Twins manager Paul Molitor went to the mound in the seventh inning Saturday. Two runs were in, two runners were on and it looked as if he was going to remove starter Ricky Nolasco.

Nope.

“He asked me how I was feeling,” Nolasco said. “I said I was good to go.”

Molitor left Nolasco in, and the righthander retired Ike Davis to end the inning. The Twins had a two-run lead after Nolasco went seven strong innings, taming the Yankees offense until Alex Rodriguez’s two-run homer earlier in the seventh.

Yet all of Nolasco’s impressive work was undone over the next two innings, thanks to a high changeup, a passed ball and a wild pitch when the Twins bullpen took over.

New York scored all its runs over the final three innings and came back to topple the Twins 7-6 at Target Field. The Twins have lost five consecutive games for the fourth time this season, doing the things that 20-48 teams do.

“It was real difficult,” Molitor said of how the game got away from his team. “We’ve had a lot of losses. You don’t ever want to get comfortable. We’ve had trouble winning games that we have had a chance to win late. There’s not been a lot of those either.”

Nolasco held the Yankees to two runs on eight hits and no walks with five strikeouts. Of his 93 pitches, 67 were strikes, or 72 percent. The Twins led 4-2 through seven innings, thanks in part to a two-run homer and sacrifice fly by Byung Ho Park.

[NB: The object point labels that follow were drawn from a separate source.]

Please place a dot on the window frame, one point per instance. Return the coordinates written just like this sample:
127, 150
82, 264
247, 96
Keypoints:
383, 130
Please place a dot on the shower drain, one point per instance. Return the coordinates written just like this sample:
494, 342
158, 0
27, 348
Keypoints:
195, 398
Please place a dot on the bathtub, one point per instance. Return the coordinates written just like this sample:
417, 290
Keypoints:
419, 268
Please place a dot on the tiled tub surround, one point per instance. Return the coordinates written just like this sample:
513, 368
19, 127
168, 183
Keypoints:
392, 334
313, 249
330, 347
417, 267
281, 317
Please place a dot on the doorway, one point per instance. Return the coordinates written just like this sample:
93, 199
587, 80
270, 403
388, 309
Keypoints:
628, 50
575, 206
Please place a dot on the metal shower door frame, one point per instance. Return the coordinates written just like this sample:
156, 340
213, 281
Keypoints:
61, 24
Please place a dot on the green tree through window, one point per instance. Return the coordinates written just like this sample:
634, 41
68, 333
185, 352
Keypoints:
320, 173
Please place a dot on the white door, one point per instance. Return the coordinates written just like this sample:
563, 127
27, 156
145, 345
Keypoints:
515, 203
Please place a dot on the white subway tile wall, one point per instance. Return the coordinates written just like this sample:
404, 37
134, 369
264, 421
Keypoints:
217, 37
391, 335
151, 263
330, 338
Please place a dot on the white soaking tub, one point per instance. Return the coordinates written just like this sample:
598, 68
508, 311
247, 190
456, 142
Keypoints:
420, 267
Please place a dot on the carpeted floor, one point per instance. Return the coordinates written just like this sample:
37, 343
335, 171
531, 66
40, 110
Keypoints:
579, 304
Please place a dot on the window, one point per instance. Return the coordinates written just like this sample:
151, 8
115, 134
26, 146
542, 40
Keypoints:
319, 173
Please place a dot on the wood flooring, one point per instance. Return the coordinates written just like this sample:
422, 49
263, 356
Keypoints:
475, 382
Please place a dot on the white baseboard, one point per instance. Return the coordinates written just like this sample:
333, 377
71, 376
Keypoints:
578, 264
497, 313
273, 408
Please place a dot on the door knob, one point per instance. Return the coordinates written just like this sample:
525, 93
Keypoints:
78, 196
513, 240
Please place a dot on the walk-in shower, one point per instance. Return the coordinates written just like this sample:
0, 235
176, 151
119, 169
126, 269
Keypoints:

Molitor, citing the heat, elected to activate the bullpen instead of trying to get more out of Nolasco. Buddy Boshers got the first out in the eighth, but Brett Gardner reached on an infield hit, so Molitor brought Kevin Jepsen in to face Carlos Beltran.

Jepsen got Beltran to miss a 1-1 curve, then pull another curve foul. Jepsen thought Beltran then would pull a changeup down and away for a possible double-play grounder.

“It was up,” Jepsen said, “and he didn’t try to pull it.”

Beltran pounded it into the seats in left for a tying two-run homer. It was the sixth home run off Jepsen this season, and the first this month.

Fernando Abad gave up a walk and bunt single to start the ninth, then catcher Juan Centeno had a pitch get by him for a passed ball. That led to an intentional walk to Rob Refsnyder to load the bases and set up force plays. But Jacoby Ellsbury lashed a two-run single to right, through a drawn-in infield, to give New York a 6-4 lead. A wild pitch — one Centeno could have blocked — enabled the runners to move up again. Refsnyder then scored on a sacrifice fly to make it 7-4.

Centeno has played in 18 games. He has been charged with two passed balls. And there have been 12 wild pitches on his watch.

“It changes your defense on what you can do,” Molitor said. “You have to be able to throw balls in the dirt. Juan’s been working hard at it. I think there’s been improvement. But a couple got away today.”

That extra run proved eseccostly. The Twins got back-to-back homers by Eduardo Escobar and Kurt Suzuki in the ninth off closer Aroldis Chapman, but pinch hitter Trevor Plouffe grounded out to end the game.

Jepsen was asked how frustrated the bullpen is after a loss like the one Saturday.

“I think you can say that about the 2016 Twins in general,” he said. “I can speak for myself, and I’m frustrated.”